# Bandsaw dust collection -mod



## Harlequin (15 Nov 2010)

Did this for my SiP 14 inch bandsaw.
The idea was to create an enormous suction force at the source (or very close to) the area od dust production.

This one is built crudely out of plexiglas with a couple of neodymium magnets to fix it under the band saw table.
The suction is quite intense at a very small segment (15mm) of the blade where it passes through the box.
Attention to be paid to the path of airflow to enable smooth evacuation.

I have added a brush to clean the blade as it goes through but this is not really required - still seemed like a good idea.

The plan is not for commercial use but diyers only -All rights reserved on this  

Verdict - excellent , no perceptible dust whatsoever when connected to my record extractor


----------



## Daven (15 Nov 2010)

Good idea - should make the bearings last longer  

Dave


----------



## Recky33 (15 Nov 2010)

What an excellent idea, might try that with a cassette case


----------



## knappers (15 Nov 2010)

The only problem with a cassette case is that they are very brittle and likely to break or shatter if you drill or saw it.
Si.


----------



## Recky33 (15 Nov 2010)

Good Point


----------



## tisdai (17 Nov 2010)

A great idea Harlequin, I will try and copy it if you don't mind.  

Cheers

Dave


----------



## Harlequin (17 Nov 2010)

tisdai":3wwhgswj said:


> A great idea Harlequin, I will try and copy it if you don't mind.
> 
> Cheers
> 
> Dave



let us know how you get on


----------



## goose (18 Nov 2010)

Looks nifty.. 
My only concern, is if the blade gets hot with use, will it melt those plastic toothbrush bristles? 

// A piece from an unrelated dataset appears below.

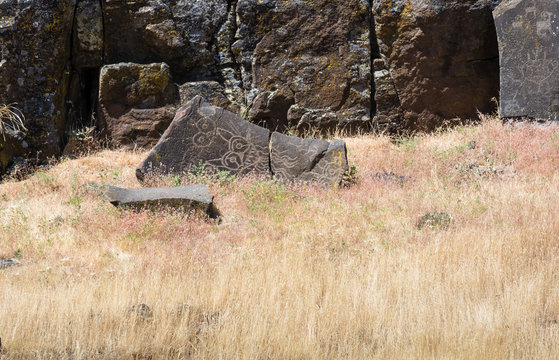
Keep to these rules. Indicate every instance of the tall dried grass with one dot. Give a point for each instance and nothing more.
(11, 119)
(297, 273)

You don't want melted plastic on your blade. It might not be a valid issue, as not sure how hot a bandsaw blade gets. 
But otherwise, it looks a rather nifty item.


----------



## Harbo (26 Nov 2010)

I use a cheap plastic 60mm rain water square to round converter under my table - the blade passes through slots cut into the square section with the suction hose (round section) horizontal.
Works a treat and easily replaceable when the plastic wears out.


Rod


----------